The nearly week-long search for a killer who escaped from an Ohio prison ended Sunday when authorities confirmed that a body found floating in a Kentucky river is likely that of the killer.

«Today I think we have wrapped up our five-day manhunt,» Sean McKinney, police chief in Henderson, Kentucky, said during a news conference.

Early Sunday, a boater reported a body in the Ohio River, which shares Kentucky’s northern border with Indiana and Ohio, McKinney said. After it was recovered, preliminary investigation determined it belonged to Bradley Gillespie, 50, who was last seen near the banks of the canal, he said.

An autopsy scheduled for Tuesday will give the final word on the identity of the remains, he said. Gillespie was limping, as seen on security video from a retailer in Indiana, because he may have been injured during the getaway, authorities previously said.

The convict was last seen inside the Allen-Oakwood Correctional Institution in Lima, Ohio, on Monday, authorities said. The next morning, he and his fellow inmate James Lee, 47, were determined missing after a prisoner count, they said.


Bradley Gillespie. Ohio Department of Rehabilitation and Correction via AP

Investigators say the two hid in a dumpster as part of their escape. Henderson is about 350 miles southwest of Lima. Authorities said the couple had also been seen at a Home Depot in nearby Evansville, Indiana, and in the small town of Vincennes, Indiana, where they may have unsuccessfully attempted to break into a vehicle.

On Wednesday, police said, Gillespie and Lee are believed to have been inside an allegedly stolen vehicle that was pursued by Henderson officers in the area until it crashed and the suspects fled. Lee was captured nearby, but Gillespie apparently fled and remained on the run.

After the vehicle chase, authorities flooded the Henderson area with dozens of offers, three helicopters and bloodhounds.

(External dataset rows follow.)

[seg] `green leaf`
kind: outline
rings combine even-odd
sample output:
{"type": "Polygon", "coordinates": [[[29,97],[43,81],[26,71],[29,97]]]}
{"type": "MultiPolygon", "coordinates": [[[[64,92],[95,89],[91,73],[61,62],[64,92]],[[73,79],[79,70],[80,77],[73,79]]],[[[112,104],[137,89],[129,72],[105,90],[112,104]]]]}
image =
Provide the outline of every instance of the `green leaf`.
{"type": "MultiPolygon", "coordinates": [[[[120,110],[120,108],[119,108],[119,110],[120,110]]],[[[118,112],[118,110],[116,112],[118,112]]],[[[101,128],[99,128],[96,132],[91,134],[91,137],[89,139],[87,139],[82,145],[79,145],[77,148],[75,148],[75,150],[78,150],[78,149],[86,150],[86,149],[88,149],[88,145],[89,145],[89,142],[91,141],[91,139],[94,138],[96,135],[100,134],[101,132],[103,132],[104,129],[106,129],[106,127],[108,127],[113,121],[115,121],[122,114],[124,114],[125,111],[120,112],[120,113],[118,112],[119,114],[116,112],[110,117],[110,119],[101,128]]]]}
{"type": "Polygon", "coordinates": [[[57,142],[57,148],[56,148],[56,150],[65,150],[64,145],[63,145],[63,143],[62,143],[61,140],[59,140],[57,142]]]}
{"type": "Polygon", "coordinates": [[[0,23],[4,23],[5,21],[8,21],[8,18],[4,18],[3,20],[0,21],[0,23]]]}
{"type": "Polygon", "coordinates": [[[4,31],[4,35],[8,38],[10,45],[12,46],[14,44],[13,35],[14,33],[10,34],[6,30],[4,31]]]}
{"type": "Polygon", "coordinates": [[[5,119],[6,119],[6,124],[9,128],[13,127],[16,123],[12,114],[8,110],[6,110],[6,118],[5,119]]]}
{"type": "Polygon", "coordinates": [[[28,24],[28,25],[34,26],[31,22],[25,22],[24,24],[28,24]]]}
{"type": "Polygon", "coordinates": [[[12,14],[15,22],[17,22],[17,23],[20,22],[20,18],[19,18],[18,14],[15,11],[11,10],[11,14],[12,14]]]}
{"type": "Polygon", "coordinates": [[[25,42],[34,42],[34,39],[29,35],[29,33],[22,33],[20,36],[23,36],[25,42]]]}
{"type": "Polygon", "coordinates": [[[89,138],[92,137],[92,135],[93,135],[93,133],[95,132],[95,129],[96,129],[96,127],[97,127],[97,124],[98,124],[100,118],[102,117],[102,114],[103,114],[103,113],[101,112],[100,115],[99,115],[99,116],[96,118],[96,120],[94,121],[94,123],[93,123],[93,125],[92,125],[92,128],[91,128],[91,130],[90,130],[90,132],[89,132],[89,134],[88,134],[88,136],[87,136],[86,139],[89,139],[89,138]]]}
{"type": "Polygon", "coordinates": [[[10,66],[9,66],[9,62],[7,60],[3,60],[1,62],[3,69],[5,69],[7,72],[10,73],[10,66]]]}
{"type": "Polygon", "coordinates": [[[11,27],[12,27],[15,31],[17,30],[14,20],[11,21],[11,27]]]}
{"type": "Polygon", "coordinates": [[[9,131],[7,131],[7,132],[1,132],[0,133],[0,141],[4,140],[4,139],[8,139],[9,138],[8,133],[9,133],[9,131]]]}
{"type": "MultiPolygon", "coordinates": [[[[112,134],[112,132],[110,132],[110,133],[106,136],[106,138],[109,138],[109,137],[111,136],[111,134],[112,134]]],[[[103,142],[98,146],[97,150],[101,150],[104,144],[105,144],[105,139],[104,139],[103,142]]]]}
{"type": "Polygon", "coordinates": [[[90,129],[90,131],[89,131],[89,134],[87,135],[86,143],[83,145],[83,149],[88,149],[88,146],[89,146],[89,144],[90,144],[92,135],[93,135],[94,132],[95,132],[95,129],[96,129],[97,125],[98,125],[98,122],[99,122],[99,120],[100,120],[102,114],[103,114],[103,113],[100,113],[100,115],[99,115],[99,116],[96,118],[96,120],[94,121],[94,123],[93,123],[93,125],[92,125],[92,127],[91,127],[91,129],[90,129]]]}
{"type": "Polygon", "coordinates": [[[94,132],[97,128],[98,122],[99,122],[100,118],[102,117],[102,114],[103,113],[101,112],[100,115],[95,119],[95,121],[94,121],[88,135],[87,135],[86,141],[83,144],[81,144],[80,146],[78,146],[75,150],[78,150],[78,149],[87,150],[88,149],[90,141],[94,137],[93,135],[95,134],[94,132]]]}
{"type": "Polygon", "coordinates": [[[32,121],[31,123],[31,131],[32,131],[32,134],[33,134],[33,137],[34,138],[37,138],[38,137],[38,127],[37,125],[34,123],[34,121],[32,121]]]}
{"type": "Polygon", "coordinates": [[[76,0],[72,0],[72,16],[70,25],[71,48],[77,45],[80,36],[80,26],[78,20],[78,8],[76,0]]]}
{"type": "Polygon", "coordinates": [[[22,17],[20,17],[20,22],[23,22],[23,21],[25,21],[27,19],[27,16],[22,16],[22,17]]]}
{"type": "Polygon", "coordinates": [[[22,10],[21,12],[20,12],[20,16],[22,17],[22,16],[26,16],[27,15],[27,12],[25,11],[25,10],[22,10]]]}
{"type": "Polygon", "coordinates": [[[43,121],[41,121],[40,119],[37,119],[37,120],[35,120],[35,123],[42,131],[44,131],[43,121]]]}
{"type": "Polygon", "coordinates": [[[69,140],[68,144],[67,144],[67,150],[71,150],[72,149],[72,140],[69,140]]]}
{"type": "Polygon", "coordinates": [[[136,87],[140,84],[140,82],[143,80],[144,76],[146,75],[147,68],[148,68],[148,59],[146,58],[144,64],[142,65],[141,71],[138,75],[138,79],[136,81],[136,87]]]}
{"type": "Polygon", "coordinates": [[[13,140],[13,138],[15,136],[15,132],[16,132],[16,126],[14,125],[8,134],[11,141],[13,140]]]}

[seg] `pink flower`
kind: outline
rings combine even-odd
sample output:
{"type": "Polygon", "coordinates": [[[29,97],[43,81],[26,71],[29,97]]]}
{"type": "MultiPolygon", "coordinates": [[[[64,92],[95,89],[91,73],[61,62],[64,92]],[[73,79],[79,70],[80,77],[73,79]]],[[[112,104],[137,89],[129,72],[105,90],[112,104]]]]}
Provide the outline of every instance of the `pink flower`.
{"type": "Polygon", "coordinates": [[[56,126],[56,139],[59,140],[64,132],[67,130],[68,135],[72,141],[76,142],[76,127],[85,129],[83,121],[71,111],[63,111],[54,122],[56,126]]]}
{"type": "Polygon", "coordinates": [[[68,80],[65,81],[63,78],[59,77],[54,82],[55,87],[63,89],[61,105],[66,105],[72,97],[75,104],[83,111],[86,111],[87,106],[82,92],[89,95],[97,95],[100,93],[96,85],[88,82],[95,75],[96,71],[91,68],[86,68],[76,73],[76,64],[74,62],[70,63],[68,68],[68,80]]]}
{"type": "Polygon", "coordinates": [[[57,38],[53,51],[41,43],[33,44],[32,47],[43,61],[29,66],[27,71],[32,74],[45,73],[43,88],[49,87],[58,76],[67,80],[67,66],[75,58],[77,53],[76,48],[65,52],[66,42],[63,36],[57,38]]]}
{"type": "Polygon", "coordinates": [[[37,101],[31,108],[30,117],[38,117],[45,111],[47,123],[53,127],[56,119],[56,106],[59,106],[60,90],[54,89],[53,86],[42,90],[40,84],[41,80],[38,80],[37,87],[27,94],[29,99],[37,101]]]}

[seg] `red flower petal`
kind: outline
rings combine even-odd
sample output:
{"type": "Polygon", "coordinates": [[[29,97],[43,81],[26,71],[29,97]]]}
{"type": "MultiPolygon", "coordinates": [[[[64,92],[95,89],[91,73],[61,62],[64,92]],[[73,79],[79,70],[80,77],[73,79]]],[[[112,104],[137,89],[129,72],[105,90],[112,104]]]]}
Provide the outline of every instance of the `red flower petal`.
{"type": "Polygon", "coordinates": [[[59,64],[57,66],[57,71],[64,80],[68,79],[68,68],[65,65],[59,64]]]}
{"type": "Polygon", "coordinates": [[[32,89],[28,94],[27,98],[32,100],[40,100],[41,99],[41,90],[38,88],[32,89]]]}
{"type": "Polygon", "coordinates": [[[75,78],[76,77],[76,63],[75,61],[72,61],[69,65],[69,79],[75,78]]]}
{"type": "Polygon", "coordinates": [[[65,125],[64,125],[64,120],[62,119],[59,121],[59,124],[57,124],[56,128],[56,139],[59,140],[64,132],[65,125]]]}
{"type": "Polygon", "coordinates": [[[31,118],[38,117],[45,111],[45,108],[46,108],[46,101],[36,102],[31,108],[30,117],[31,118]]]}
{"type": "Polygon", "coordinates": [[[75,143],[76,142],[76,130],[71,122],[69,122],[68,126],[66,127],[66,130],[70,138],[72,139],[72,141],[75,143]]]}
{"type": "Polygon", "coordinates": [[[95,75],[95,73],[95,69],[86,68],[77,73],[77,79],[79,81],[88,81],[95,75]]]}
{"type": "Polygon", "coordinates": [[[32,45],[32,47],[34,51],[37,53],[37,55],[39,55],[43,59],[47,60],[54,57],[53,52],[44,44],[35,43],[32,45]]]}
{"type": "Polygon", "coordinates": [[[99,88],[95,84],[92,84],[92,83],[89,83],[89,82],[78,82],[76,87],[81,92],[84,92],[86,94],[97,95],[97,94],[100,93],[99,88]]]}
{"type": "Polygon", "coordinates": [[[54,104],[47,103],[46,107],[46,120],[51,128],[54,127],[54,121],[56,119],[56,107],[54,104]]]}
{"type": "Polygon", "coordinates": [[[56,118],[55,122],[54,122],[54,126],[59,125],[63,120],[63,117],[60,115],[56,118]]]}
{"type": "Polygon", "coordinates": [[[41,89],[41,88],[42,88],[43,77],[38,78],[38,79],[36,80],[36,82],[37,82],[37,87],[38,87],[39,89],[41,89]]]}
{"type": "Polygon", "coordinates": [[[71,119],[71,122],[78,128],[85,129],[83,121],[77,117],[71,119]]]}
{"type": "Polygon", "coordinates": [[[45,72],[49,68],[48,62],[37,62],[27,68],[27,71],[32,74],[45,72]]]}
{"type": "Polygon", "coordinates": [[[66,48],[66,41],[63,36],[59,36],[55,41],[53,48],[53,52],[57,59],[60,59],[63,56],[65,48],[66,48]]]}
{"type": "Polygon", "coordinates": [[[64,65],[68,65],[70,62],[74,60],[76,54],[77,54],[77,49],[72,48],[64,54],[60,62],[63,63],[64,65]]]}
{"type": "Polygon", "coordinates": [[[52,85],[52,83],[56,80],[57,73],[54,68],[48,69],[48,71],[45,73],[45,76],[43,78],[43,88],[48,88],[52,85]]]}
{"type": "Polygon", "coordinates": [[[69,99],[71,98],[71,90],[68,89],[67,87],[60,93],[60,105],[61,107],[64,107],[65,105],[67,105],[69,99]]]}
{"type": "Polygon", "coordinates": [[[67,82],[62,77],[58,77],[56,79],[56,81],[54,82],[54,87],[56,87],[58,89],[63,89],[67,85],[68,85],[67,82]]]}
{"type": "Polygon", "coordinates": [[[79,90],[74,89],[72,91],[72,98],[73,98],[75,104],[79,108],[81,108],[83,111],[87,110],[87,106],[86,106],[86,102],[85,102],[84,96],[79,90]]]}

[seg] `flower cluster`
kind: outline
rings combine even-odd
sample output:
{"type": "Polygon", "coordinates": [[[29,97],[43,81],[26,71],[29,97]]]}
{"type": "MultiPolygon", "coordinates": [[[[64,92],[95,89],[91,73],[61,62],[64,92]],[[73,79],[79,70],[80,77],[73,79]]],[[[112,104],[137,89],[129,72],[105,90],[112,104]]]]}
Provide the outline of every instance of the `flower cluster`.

But on Sunday, the police chief suggested that Gillespie may have drowned days ago and that his body remained at the bottom of the river until the weekend.

«The levels or stages of decomposition are consistent with a body that has been in the water for four to five days,» McKinney said.

Gillespie was convicted of two counts of murder and was serving two consecutive 15-to-life sentences following the 2016 sentencing, Ohio authorities said. Lee had been convicted of robbery and other robbery-related crimes, they said.

Four corrections department employees were placed on paid administrative leave amid internal and Ohio State Highway Patrol investigations into the breakout.